Each of these sets of coefficients is of length one half of the original data: i.e. 2^{J-1}. Each of these sets of coefficients is a set of wavelet packet coefficients. The algorithm then applies both DG and DH to both
d^{J-1} and c^{J-1} to form a four sets of coefficients at
level J-2. Both operators are used again on the four sets to produce 8 sets, then again on the 8 sets to form 16 sets and so on.
At level j=J,...,0 there are 2^{J-j} packets of coefficients each
containing 2^j coefficients.
This function enables whole packets of coefficients to be inserted at any resolution level. The index argument chooses a particular packet within each level and thus ranges from 0 (which always refer to the father wavelet coefficients), 1 (which always refer to the mother wavelet coefficients) up to 2^{J-j}.
Value
An object of class wp.object which is the same as the input wp.object except it now has a modified packet of coefficients.
RELEASE
Version 3.9 Copyright Guy Nason 1998
Author(s)
G P Nason
See Also
Examples
#
# Take the wavelet packet transform of some random data
#
MyWP <- wp(rnorm(1:512))
#
# The above data set was 2^9 in length. Therefore there are
# coefficients at resolution levels 0, 1, 2, ..., and 8.
#
# The high resolution coefficients are at level 8.

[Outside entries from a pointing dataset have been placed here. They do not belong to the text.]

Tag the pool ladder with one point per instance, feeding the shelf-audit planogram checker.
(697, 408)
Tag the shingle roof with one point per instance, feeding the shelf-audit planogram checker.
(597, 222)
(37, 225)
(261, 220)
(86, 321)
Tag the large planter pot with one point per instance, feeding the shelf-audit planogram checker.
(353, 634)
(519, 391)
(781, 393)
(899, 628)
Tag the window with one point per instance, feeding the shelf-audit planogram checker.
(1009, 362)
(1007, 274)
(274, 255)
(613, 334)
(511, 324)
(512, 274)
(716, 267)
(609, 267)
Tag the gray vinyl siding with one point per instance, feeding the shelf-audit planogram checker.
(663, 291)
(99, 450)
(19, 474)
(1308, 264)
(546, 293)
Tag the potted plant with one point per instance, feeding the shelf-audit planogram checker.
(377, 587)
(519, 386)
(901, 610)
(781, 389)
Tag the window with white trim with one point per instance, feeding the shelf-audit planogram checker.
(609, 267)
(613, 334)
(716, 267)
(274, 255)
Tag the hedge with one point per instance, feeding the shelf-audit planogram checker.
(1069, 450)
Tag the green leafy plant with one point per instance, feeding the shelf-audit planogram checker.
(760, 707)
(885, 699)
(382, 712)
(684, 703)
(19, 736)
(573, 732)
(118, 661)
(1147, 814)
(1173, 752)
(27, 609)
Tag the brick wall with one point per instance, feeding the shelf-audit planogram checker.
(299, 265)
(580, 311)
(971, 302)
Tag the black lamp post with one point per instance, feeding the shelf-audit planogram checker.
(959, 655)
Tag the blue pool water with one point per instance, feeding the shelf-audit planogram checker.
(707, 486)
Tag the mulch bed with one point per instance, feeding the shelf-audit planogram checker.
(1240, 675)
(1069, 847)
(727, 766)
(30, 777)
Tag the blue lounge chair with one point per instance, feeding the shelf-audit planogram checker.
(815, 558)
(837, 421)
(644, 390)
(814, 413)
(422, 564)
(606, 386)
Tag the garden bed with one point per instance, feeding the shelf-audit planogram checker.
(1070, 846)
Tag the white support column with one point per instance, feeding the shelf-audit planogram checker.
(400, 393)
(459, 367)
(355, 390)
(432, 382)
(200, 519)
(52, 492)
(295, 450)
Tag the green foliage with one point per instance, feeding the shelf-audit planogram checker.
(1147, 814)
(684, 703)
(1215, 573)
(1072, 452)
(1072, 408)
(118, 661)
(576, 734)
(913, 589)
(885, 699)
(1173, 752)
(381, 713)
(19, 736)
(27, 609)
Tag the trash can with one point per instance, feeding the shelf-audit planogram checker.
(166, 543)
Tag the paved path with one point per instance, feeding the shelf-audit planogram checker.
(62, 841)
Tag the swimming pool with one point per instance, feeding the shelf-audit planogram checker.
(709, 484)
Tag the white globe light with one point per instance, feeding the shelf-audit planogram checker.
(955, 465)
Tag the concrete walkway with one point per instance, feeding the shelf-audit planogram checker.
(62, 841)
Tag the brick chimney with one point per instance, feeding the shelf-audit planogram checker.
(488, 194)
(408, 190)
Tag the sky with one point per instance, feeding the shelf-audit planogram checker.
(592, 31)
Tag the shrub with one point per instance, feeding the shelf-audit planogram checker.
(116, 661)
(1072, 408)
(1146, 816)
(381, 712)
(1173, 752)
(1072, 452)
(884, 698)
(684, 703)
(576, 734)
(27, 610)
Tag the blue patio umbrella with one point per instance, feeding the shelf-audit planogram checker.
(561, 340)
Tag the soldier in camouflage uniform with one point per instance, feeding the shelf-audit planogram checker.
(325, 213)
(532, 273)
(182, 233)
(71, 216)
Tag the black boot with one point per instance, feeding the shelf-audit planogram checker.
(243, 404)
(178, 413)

# There should be 256 DG coefficients and 256 DH coefficients
#
length(getpacket(MyWP, level=8, index=0))
# [1] 256
length(getpacket(MyWP, level=8, index=1))
# [1] 256
#
# The next command shows that there are only two packets at level 8
#
#getpacket(MyWP, level=8, index=2)
# Index was too high, maximum for this level is 1
# Error in getpacket.wp(MyWP, level = 8, index = 2): Error occured
# Dumped
#
# There should be 4 coefficients at resolution level 2
#
# The father wavelet coefficients are (index=0)
getpacket(MyWP, level=2, index=0)
# [1] -0.9736576 0.5579501 0.3100629 -0.3834068
#
# The mother wavelet coefficients are (index=1)
#
getpacket(MyWP, level=2, index=1)
# [1] 0.72871405 0.04356728 -0.43175307 1.77291483
#
# Well, that exercised the getpacket.wp
# function. Now that we know that level 2 coefficients have 4 coefficients
# let's insert some into the MyWP object.
#
MyWP <- putpacket(MyWP, level=2, index=0, packet=c(21,32,67,89))
#
# O.k. that was painless. Now let's check that the correct coefficients
# were inserted.
#
getpacket(MyWP, level=2, index=0)
#[1] 21 32 67 89
#
# Yep. The correct coefficients were inserted.